AI-enhanced release notes. The changelog stage can summarize commits using an LLM — Anthropic Claude, OpenAI, or a local Ollama model. Configure the provider in changelog.ai and get release notes that read like prose instead of a raw commit list.

Distributed builds and rootless containers. The --split / --merge flags fan builds out across CI runners and rejoin artifacts for publishing, eliminating the single-runner bottleneck. Docker image builds support Podman as a drop-in buildx alternative — no daemon, no root required.

Quick overview

A complete, loadable config has three layers: what to build (crates), where to release (release), and where to publish (publish per crate, plus top-level publishers like homebrew_casks). This config builds one binary, archives and checksums it, cuts a GitHub release, publishes to crates.io, and pushes a Homebrew cask to your tap:

# .anodizer.yaml
project_name: myapp

crates:
  - name: myapp
    path: "."
    builds:
      - binary: myapp        # the [[bin]] target name from Cargo.toml
    archives:
      - name_template: "{{ ProjectName }}-{{ Version }}-{{ Os }}-{{ Arch }}"
    release:
      github:
        owner: myorg
        name: myapp
    publish:
      cargo: {}              # empty map opts in; cargo publishes to crates.io

# homebrew_casks is a top-level array — the canonical, warning-free Homebrew
# surface. Each entry pushes the cask straight to its tap repo per release
# (set pull_request.enabled under repository to open a PR instead).
homebrew_casks:
  - repository:
      owner: myorg
      name: homebrew-tap
    directory: Casks
    description: "A Rust-native release automation tool"
    homepage: "https://github.com/myorg/myapp"
    license: MIT
    binaries:
      - myapp
    commit_author:
      name: anodizer-bot
      email: bot@example.com

With that config in place, one command runs the whole pipeline:

anodizer release

Binaries are built, archived, checksummed, released on GitHub, published to crates.io, and the Homebrew cask is pushed to myorg/homebrew-tap. The release stage needs a GITHUB_TOKEN with contents:write (the cask is committed directly to the tap by default; add pull_request:write only if you set pull_request.enabled to open a PR instead); cargo needs CARGO_REGISTRY_TOKEN. Start with anodizer release --dry-run to see the plan with no side effects — see the Quick Start for the full first-release walkthrough.

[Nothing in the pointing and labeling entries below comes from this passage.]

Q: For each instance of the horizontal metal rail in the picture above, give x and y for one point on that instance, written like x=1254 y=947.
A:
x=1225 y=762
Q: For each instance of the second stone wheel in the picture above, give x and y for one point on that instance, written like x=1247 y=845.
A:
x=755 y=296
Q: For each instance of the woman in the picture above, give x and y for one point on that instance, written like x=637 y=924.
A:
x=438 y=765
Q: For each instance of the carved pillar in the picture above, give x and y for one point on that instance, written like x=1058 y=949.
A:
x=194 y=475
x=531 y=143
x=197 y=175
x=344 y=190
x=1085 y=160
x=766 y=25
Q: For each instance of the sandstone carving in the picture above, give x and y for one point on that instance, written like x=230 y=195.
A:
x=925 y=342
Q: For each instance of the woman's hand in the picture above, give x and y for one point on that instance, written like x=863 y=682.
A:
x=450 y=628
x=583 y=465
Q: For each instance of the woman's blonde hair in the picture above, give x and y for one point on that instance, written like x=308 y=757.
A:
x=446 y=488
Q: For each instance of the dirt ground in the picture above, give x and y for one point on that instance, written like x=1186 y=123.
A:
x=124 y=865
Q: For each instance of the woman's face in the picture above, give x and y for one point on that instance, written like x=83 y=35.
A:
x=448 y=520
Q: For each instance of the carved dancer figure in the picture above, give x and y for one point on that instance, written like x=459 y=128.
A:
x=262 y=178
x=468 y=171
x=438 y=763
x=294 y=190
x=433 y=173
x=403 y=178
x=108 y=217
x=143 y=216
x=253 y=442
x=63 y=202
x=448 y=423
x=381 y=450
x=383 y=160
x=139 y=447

Prerequisite: the tap repo (myorg/homebrew-tap above) must already exist before a release can push to it — anodizer writes the cask into it but does not create it. Create an empty <owner>/homebrew-tap repo first, and make sure the token has contents:write (direct push) or pull_request:write (PR workflow) on it.

Why homebrew_casks, not publish.homebrew? The cask is the canonical channel for pre-compiled binaries — including CLI tools, which install as a binary stub. The older publish.homebrew Formula path still parses for back-compat but emits a deprecation warning at config-load. New configs should use homebrew_casks. See Homebrew Casks for the full cask surface; the deprecated Formula reference documents both forms, and the migration guide covers the GoReleaser jump.